Though the drastically under-funded Peculiar Crimes Unit is held in contempt by Scotland Yard - et al - Bryant is tolerated (barely) by 'officialdom'
because he knows where certain skeletons are buried AND
he is brilliant - the PCU's case record shows that much. Bryant's knowledge of London's colorful history, criminal and otherwise, is encyclopedic. With fiendish glee, he is able to use that knowledge, often running afar and afoul on tangents which make no sense to anyone but himself, to solve the bizarre murders which land on the PCU's dilapidated doorstep. (Renovations are in progress to fix up an old building - finally
- for the PCU's official use.)
Bryan's partner John May, in appearance, is Bryan's exact opposite. Only a few years younger than Bryant, sartorially Bryant is splendid. May has given up bemoaning his partner's rag-tag appearance since obviously, after so many years, it all falls on deaf ears. Literally.
Bryant conveniently and often will turn down his hearing aid. Bryant also has dentures, but the less said about that, the better.
May, a widower (or maybe he's long divorced), is a bit of an old skirt-chaser and currently has a girlfriend who is working temporarily in France - don't know whether they'll get back together - don't care. May is the perfect foil for Bryant's eccentricities even if he has given up trying to corral Bryant when the elder man runs off on that tangent I mentioned.
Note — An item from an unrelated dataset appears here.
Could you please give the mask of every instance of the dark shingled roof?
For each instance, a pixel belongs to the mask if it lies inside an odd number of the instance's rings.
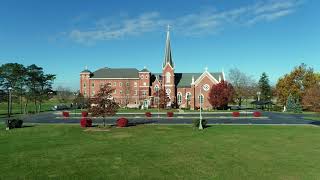
[[[136,68],[101,68],[93,72],[91,78],[139,78]]]
[[[89,71],[88,69],[85,69],[85,70],[81,71],[81,73],[91,73],[91,71]]]
[[[147,68],[143,68],[140,72],[150,72]]]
Bryant has NO social skills whatsoever and is often seen stomping all over a witness's (aka
potential suspect) delicate sensibilities. It's then up to May to point out this fact to the unaware Bryant. Together they make a mighty fine pair of sleuths, though it's Bryant who does most of the sleuthing and May who does the necessary politicking. They are old friends, their relationship based on ancient mutual understandings and respect for each other's quirks.
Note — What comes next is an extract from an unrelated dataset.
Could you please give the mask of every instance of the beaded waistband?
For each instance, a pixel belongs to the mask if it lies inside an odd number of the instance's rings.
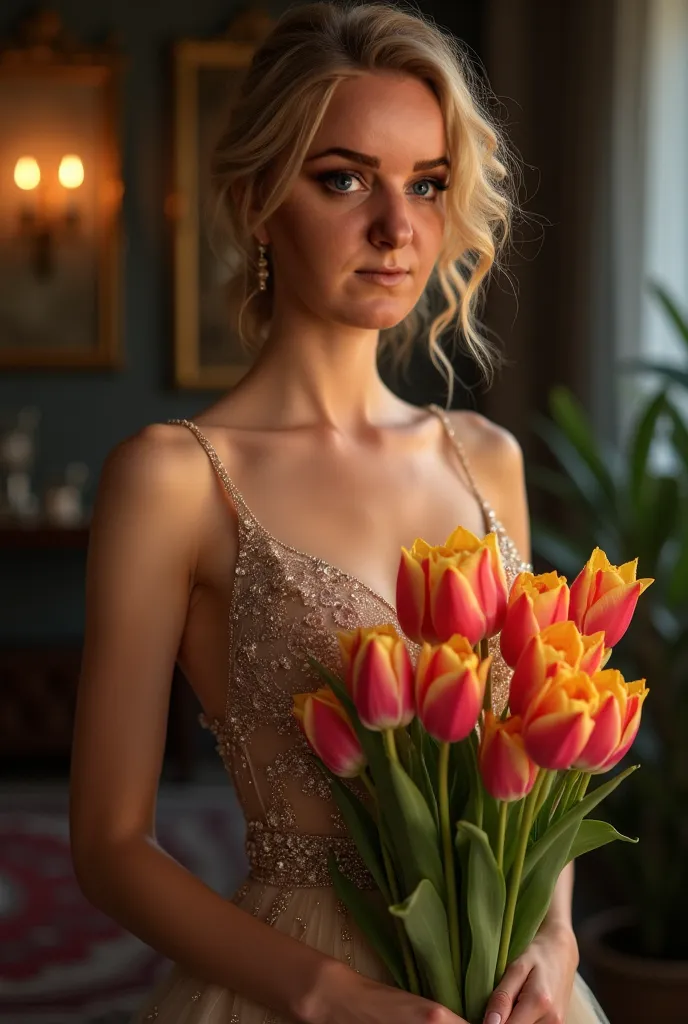
[[[342,874],[359,889],[375,889],[372,875],[349,836],[318,836],[279,832],[262,821],[249,821],[246,853],[251,878],[267,885],[332,885],[327,856],[332,850]]]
The series' attraction, for me at least, is this whole idea that though the stories take place in modern day London, it might just as well be sixty years ago. Computers and gadgetry are used, but rarely by Bryant who has a habit of tucking his phone in a ratty pocket filled with melting caramels or other assorted foodstuffs. The descriptions, the shadowy settings, the whole darkly gothic aura of the series (including its two uniquely fashioned main characters) is old-school peculiar - that's what I love most about it. Author Christopher Fowler is also a horror writer, so perhaps the 'peculiarites'
of these stories should come as no surprise. Though they did to me since I'd never read any other Fowler books.
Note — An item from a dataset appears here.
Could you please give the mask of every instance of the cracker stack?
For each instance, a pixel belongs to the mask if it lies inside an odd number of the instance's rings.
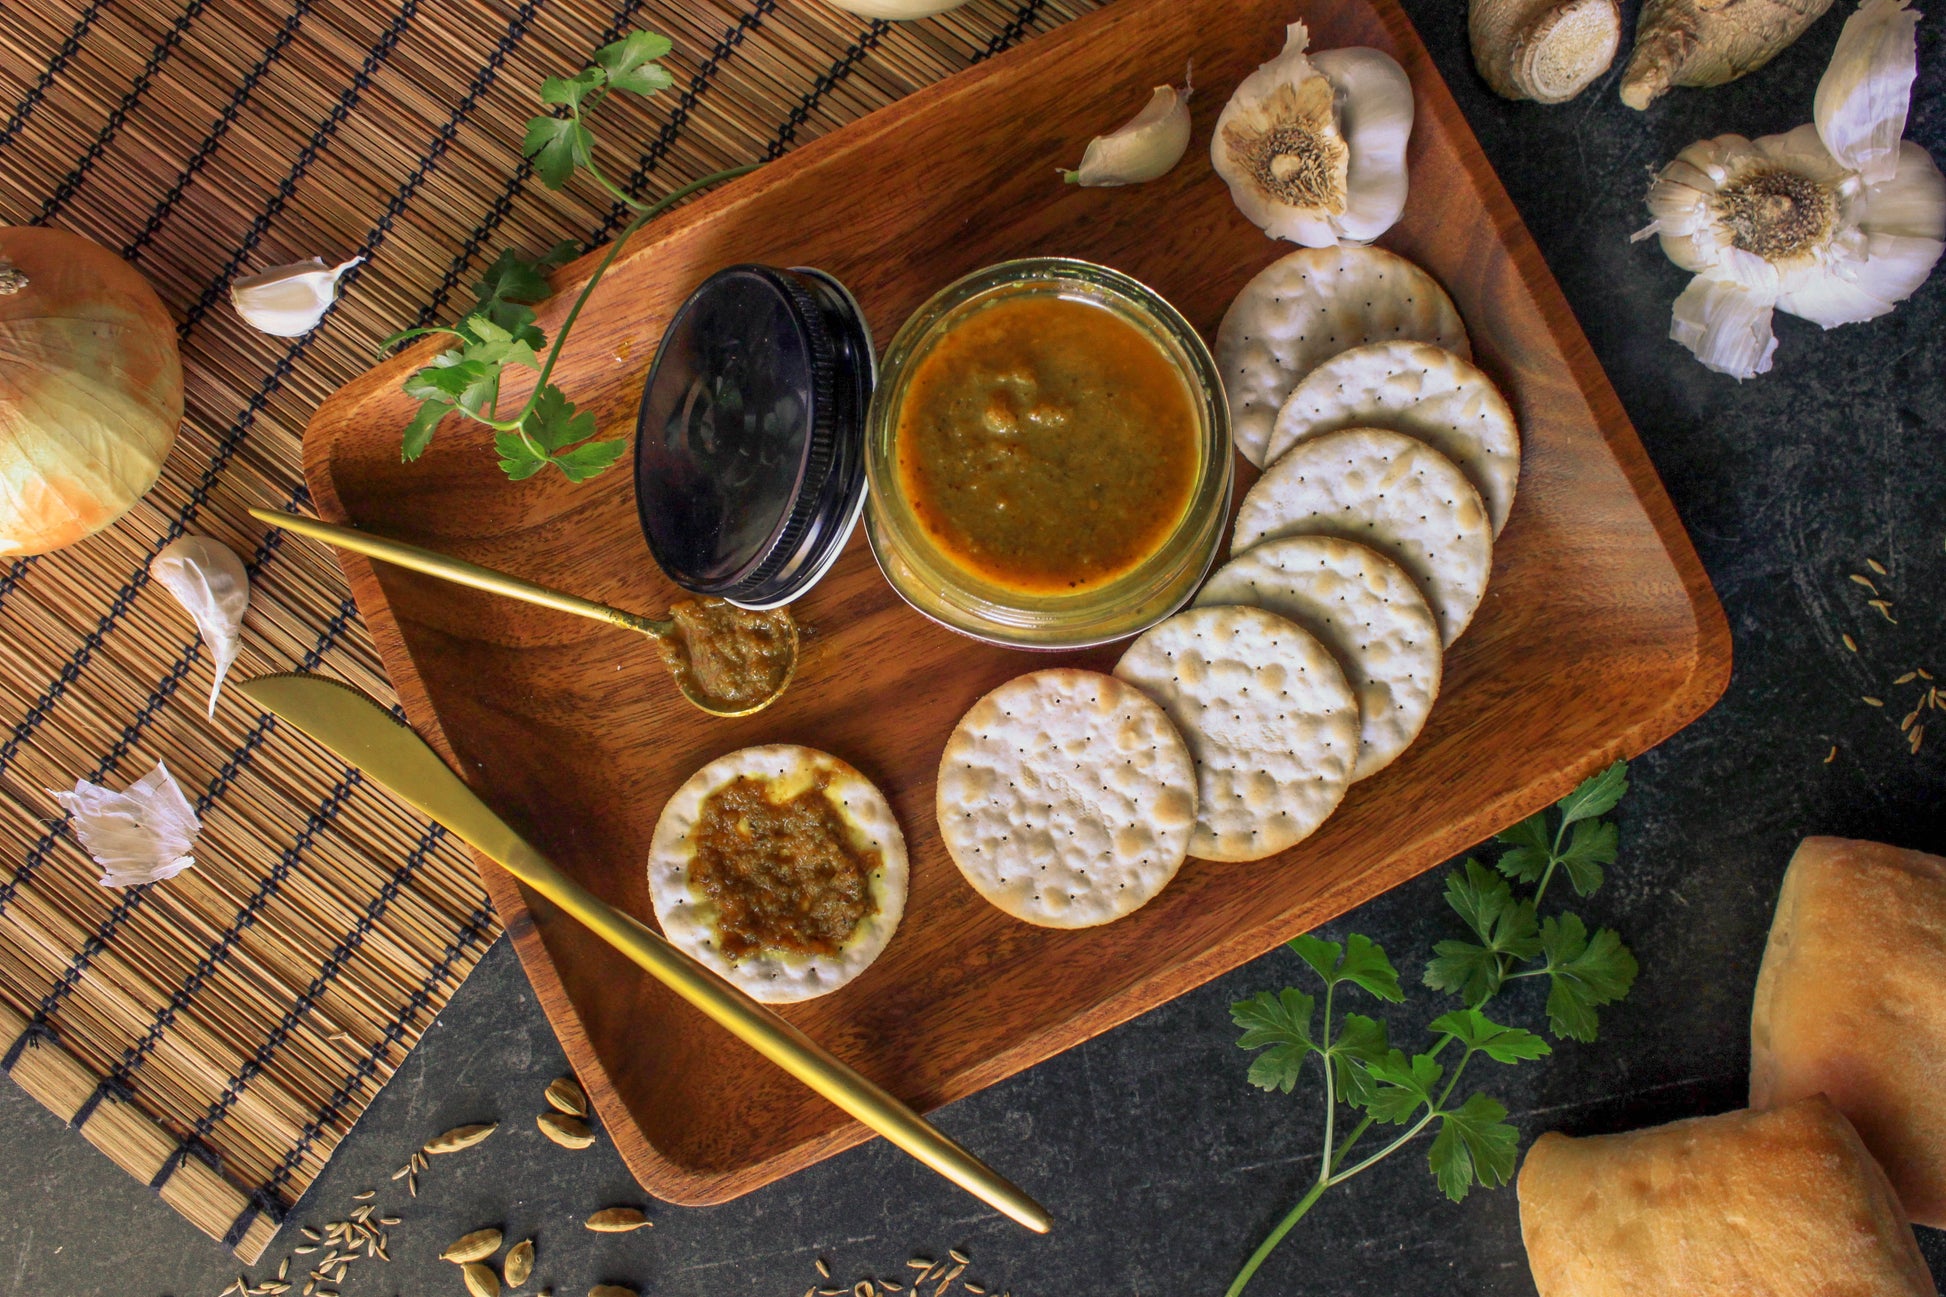
[[[1119,918],[1185,853],[1303,841],[1418,737],[1486,593],[1520,432],[1431,276],[1300,250],[1237,295],[1216,354],[1237,449],[1265,469],[1229,563],[1114,679],[1023,676],[946,745],[948,849],[1030,923]]]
These are most definitely NOT cozies, by the way. The crimes are bizarre and very often grisly. But Christopher Fowler is such a damn fine writer with such an inventive mind, I just follow where he leads even if most of the time, I have no clue.
The current case is especially daunting as it involves the 'locked room'
murder of a child by, supposedly, a puppet. Set in the world of an odious powerfully rich man who collects Punch and Judy puppets and marionettes, the first murder occurs during a cocktail party in which all the suspects (of course) gather to celebrate the opening of a play currently being produced by said powerfully rich man.
We get to learn an awful lot of Punch and Judy historical minutiae by way of Bryant running amok hither and yon, trying to learn how the killer's mind works - I found this fascinating. Perhaps because I have a minutiae sort of mind. Who knew that Punch and Judy represent anarchy?
There is also, concurrently, another case involving the murder of a young woman who is transcribing Arthur Bryant's memoirs (in which he promises to divulge all), setting up the next book by leaving that particular denouement vague and open-ended. All we are left with there is the thought that in their next case Bryant and May will risk all. But don't they always? The PCU is usually on the verge of being shut down - if only they weren't so successful at catching killers.
Though this is not the best Bryant and May book, the killer's identity and the murderous 'how-to' seem a little too contrived even for a PCU case, it is still a worthy entry in a terrific series that I've read from the very beginning.
I suggest reading FULL DARK HOUSE (if you haven't), the first Bryant and May, which will set you up nicely for the rest.